Figura 1: E11.5 Ananas del rene del metanofricano coltivato per 3 div e trattato con cluster EphrinB2 o cluster ricombinanteIl Fc umano come un controllo. ( A ) L'anlagen renale metanico è stato disciolto a E11.5, coltivato per 3 div e macchiato con agglutinina biflorus biotinilata e streptavidina conica Alexa488. Gli esplanti sono stati immagazzinati con un microscopio di epifluorescenza a larga scala con un passaggio di banda di eccitazione di 460-495 nm, uno specchio bicromato di 505 nm, un passaggio di banda di emissione di 510-550 nm e lenti Plan-Apochromat 20X. L'applicazione di EphrinB2 ricombinante cluster (clEphrinB2) ha determinato una ridotta complessità di ramificazione e una malformazione dei suggerimenti del bocciolo uretrico (punta di freccia). ( B ) Il grafico a sinistra mostra le generazioni di ramificazione in clEphrinB2 trattate ed esplosivi di controllo. La 4a generazione di ramificazione è stata raggiunta solo nell'8% delle esplosioni trattate, rispetto al 35% delle esplosioni di controllo. Il numero di endpoint per ramo (grafico centrale) e endpoint per area (grafico a destra) è stato ridotto (endpoint per ogni CNT di ramo, 2.1 ± 0.09, clEphrinB2, 1.7± 0,08, P = 0,007 **; Endpoint per millimetro quadrato: CNT, 31 ± 0.01; ClEphrinB2, 27 ± 0,02; P = 0,04 *; N = 23). I dati sono presentati come media ± SEM ed è stata utilizzata una t-test Student unpaired. Barra di scala = 100 μm. Questa cifra è stata modificata da Peuckert et al. , 2016 3 . Clicca qui per visualizzare una versione più grande di questa figura.

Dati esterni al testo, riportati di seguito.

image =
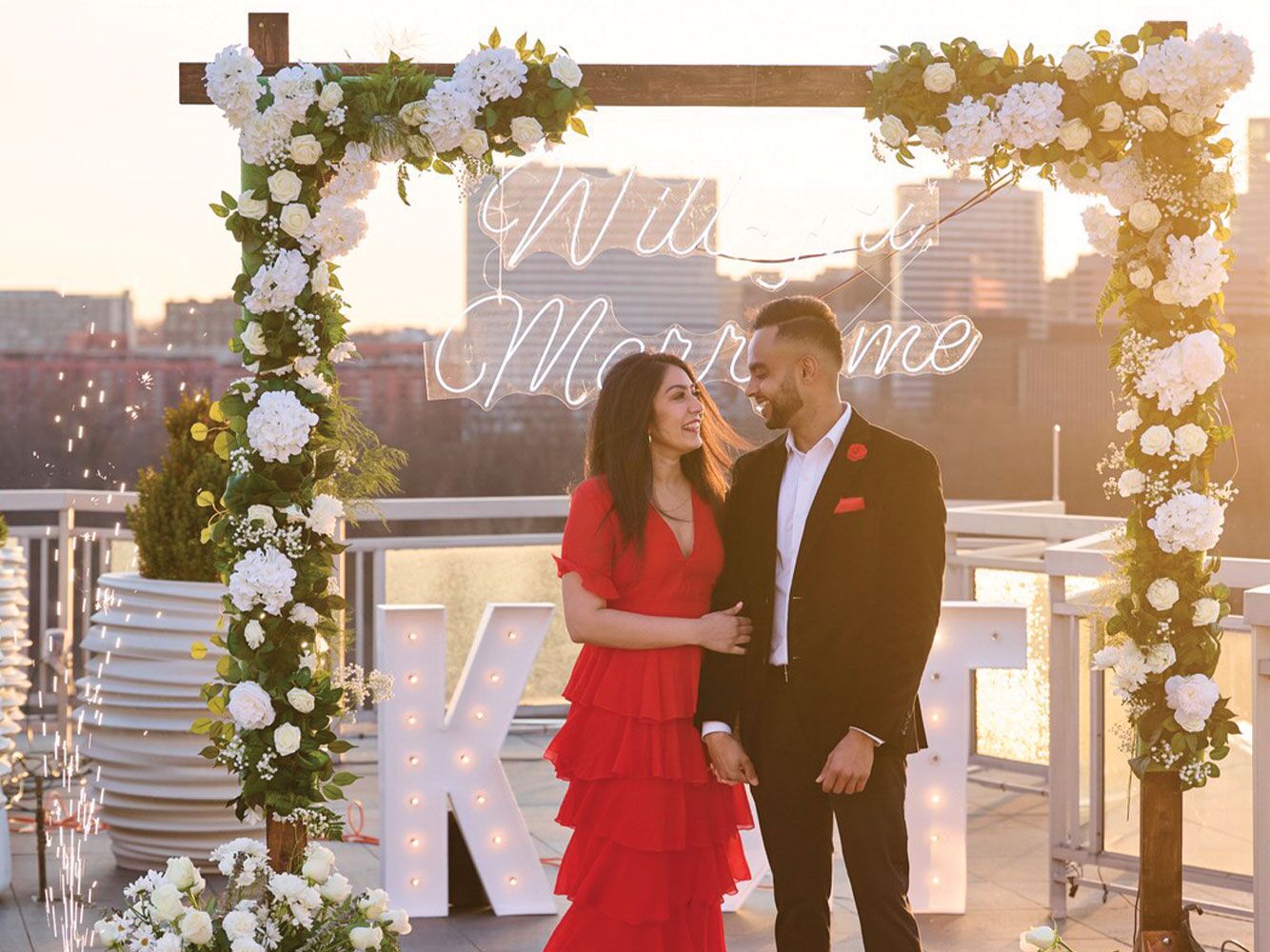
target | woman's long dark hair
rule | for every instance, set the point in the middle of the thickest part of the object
(619, 448)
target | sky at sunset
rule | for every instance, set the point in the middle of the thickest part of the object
(109, 177)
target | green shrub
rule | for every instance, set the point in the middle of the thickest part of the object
(167, 521)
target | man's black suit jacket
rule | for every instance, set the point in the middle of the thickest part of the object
(865, 597)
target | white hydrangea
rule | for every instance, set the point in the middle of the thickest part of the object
(335, 230)
(973, 133)
(1176, 373)
(262, 577)
(1191, 699)
(1029, 113)
(1102, 230)
(276, 286)
(278, 426)
(1195, 268)
(232, 84)
(250, 706)
(491, 74)
(353, 177)
(295, 89)
(1198, 78)
(1189, 521)
(1122, 183)
(1162, 594)
(452, 109)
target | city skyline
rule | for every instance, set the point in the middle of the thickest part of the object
(806, 170)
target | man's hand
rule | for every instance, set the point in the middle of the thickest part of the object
(729, 761)
(847, 768)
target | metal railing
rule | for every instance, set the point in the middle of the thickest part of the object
(69, 539)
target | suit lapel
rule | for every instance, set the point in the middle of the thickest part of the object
(844, 478)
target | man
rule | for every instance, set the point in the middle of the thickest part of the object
(833, 540)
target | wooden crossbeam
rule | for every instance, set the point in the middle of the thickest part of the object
(620, 84)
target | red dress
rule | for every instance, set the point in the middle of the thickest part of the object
(656, 842)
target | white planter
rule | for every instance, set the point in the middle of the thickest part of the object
(140, 693)
(14, 649)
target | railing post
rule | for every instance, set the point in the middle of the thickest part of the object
(1256, 613)
(1064, 742)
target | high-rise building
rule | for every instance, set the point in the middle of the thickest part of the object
(1247, 295)
(649, 293)
(200, 326)
(1073, 299)
(49, 320)
(988, 262)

Figura 2: Esempi di due E11.5 ananassi renali metanarici che sono stati danneggiati durante la dissezione, coltivati per 3 div e macchiati con biotinilato Doliforum Biflorus Agglutinina e Streptavidin coniugato Alexa488. ( A e B ) Il danno del mesenchimo ha provocato una crescita povera o assente e ramificazione uretrica di germi,Escludendo gli esplanti dall'ulteriore analisi. ( A ) esplante di reni del Metanephric dopo 3 div, con assenza di ramificazione ureterica di germoglio. Solo il primo ramo della fase T è visibile. ( B ) esplante di reni del Metanephric dopo 3 div, con sfumatura del budello ureterico poveri. Barra di scala = 60 μm. Clicca qui per visualizzare una versione più grande di questa figura.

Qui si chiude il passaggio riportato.